If by that you mean something else entirely, then you'll have to explain a little further what you mean.

----------

## RioFL

 *moocha wrote:*   

>  *RioFL wrote:*   Last year on an x86 with iproute2, 140 ips loaded up very fast. Um, huh? Could you please elaborate on the definition of "loading an IP address"?
> 
> If by that you should mean the time it takes for an IP address being added to an interface, it's virtually instantaneous.
> 
> If by that you should mean the time it takes for the Gentoo init scripts to attach an IP address to an interface, then it's probably because of the new arping module that gets executed automatically. Try altering your modules statement in /etc/conf.d/net to exclude the arping moule - for example, such as in
> ...

 

The gentoo init script to attach an ip to an interface. When loading more than one ip into an interface on device init, it takes 2 seconds between ip addresses. I will try the suggestion about the arping module. I am surprised it is enabled by default when I do not ask for it.

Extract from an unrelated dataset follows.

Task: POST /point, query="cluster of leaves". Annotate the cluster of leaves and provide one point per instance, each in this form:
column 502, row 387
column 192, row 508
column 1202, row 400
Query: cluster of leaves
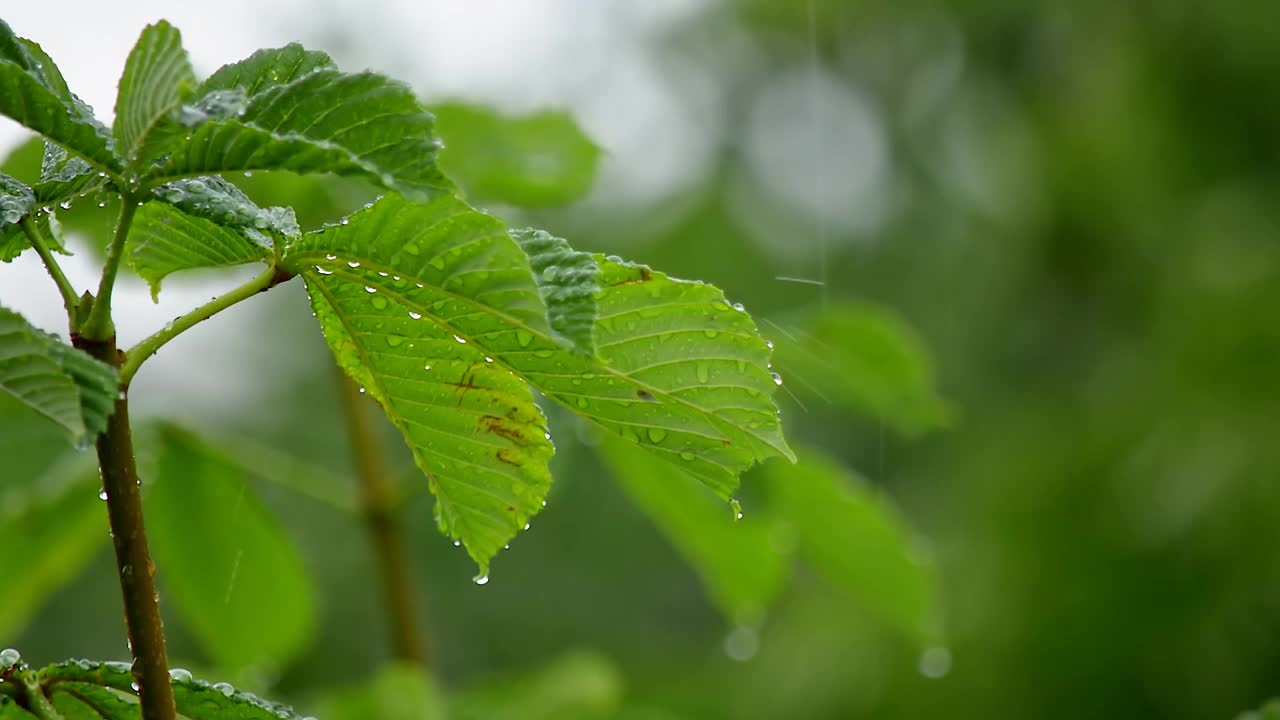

Will let you know if this does any good.

----------

## RioFL

 *moocha wrote:*   

>  *RioFL wrote:*   Last year on an x86 with iproute2, 140 ips loaded up very fast. Um, huh? Could you please elaborate on the definition of "loading an IP address"?
> 
> If by that you should mean the time it takes for an IP address being added to an interface, it's virtually instantaneous.
> 
> If by that you should mean the time it takes for the Gentoo init scripts to attach an IP address to an interface, then it's probably because of the new arping module that gets executed automatically. Try altering your modules statement in /etc/conf.d/net to exclude the arping moule - for example, such as in
> ...

 

I had to modify the syntax slightly for it to work on my testbed. I had to have a separate line with 

modules=( "!arping" )

however I thank you! It worked! so I have added this line to all of our production machines.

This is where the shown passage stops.